LinkedIn / X / GitHub
Post the case study on both LinkedIn and X the day before you submit. Tag Mixedbread. This means when they check your profile, the top post is your project. Pin the GitHub repo. If your X bio still says "founder, Lookover" — fine, but add "building on @mixedbread this week" for 2 weeks. Signal fit before the form submits.

The cheap mistakes that cost the offer.

→ Do
  • Ship the playground live on a custom domain before applying.
  • Record a 60-sec Loom walkthrough. Link it in the application.
  • Use Mixedbread's actual API, not OpenAI's — proof of product-fit.
  • Write one case-study post about the build. Link it.
  • Run Lighthouse publicly. Screenshot the scores. Paste them in the post.
  • Audit mixedbread.com and keep 3 polite critiques in your back pocket for R4.
→ Don't
  • Don't submit a generic resume. Tailor it to mention playground, perf, AI.

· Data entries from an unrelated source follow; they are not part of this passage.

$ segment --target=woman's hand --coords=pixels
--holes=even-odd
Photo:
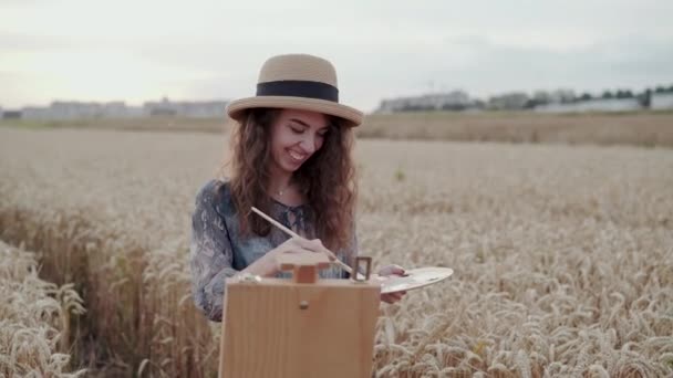
[[[400,265],[386,265],[379,270],[379,276],[402,276],[404,275],[404,267]],[[387,294],[381,294],[381,301],[385,303],[400,302],[406,292],[394,292]]]
[[[279,272],[278,258],[286,253],[324,253],[330,260],[333,260],[332,254],[322,245],[320,239],[292,238],[267,252],[263,256],[244,269],[241,273],[252,273],[266,277],[275,276]]]

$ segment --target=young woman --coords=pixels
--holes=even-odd
[[[230,178],[210,180],[193,213],[190,269],[196,305],[221,321],[225,279],[276,276],[283,253],[325,253],[351,264],[358,254],[352,127],[362,113],[339,103],[336,73],[323,59],[291,54],[262,66],[255,97],[231,102]],[[288,237],[251,211],[277,219]],[[403,274],[397,265],[380,275]],[[348,277],[333,265],[321,277]],[[394,303],[404,293],[384,294]]]

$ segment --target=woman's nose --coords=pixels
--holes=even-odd
[[[304,153],[313,154],[315,151],[315,137],[312,135],[306,136],[301,139],[299,146],[304,150]]]

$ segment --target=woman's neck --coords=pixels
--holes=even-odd
[[[304,196],[292,180],[292,175],[272,175],[269,180],[269,196],[286,206],[300,206],[306,202]]]

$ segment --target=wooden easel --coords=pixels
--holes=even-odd
[[[284,258],[292,280],[228,279],[219,376],[371,377],[381,286],[320,280],[322,254]]]

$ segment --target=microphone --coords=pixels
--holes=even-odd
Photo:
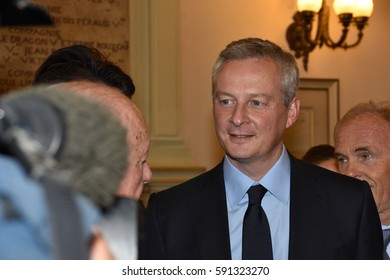
[[[102,207],[113,203],[129,153],[126,130],[104,105],[53,87],[0,99],[0,143],[33,176],[61,171],[74,190]]]

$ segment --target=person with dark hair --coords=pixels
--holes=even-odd
[[[130,76],[97,49],[72,45],[54,51],[36,71],[33,84],[71,89],[102,102],[118,115],[129,131],[127,141],[131,150],[118,195],[139,199],[144,184],[152,178],[146,161],[150,138],[145,118],[131,100],[135,87]]]
[[[336,124],[340,173],[367,181],[382,223],[383,257],[390,255],[390,102],[352,107]]]
[[[332,145],[321,144],[313,146],[303,155],[302,160],[338,172],[337,160]]]
[[[71,45],[54,51],[35,72],[33,85],[73,81],[102,83],[119,89],[129,98],[135,92],[129,75],[98,49],[85,45]]]
[[[259,38],[231,42],[212,70],[213,169],[152,194],[149,259],[381,259],[382,232],[366,182],[293,157],[294,57]]]

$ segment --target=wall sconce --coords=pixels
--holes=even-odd
[[[294,22],[286,31],[290,49],[296,58],[303,57],[303,67],[308,68],[309,53],[318,45],[335,49],[348,49],[359,45],[363,38],[363,29],[371,16],[374,4],[372,0],[334,0],[333,8],[343,25],[342,34],[338,41],[333,41],[329,35],[329,8],[325,0],[298,0],[298,12],[294,14]],[[312,39],[312,29],[315,15],[317,19],[317,34]],[[354,23],[358,30],[357,40],[346,42],[349,25]]]

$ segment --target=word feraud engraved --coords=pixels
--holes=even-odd
[[[71,24],[77,26],[94,26],[94,27],[110,27],[111,22],[108,19],[95,19],[95,18],[74,18],[66,16],[53,16],[57,25]]]

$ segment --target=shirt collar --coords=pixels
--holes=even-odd
[[[223,163],[227,201],[231,207],[238,205],[252,185],[263,185],[273,196],[285,205],[290,200],[290,158],[283,146],[282,154],[274,166],[261,178],[253,181],[238,170],[225,156]]]

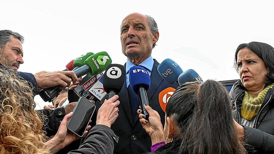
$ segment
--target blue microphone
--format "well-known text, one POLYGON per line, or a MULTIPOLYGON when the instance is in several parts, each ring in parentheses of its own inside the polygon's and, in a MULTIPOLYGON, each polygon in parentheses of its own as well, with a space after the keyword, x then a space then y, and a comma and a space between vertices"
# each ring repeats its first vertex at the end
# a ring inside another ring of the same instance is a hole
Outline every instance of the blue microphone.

  • Don't skip the a11y pass. They ship to devs — devs notice.
  • Don't use `pages/` router in the flagship project. They said "App Router preferred."
  • Don't fake AI expertise. Saying "I understand what embeddings are for" beats jargon-stuffing.
  • Don't over-engineer. 4 polished features > 12 half-built ones.
  • Don't forget the Lookover + agency context — frame it as founder-mode, not distraction.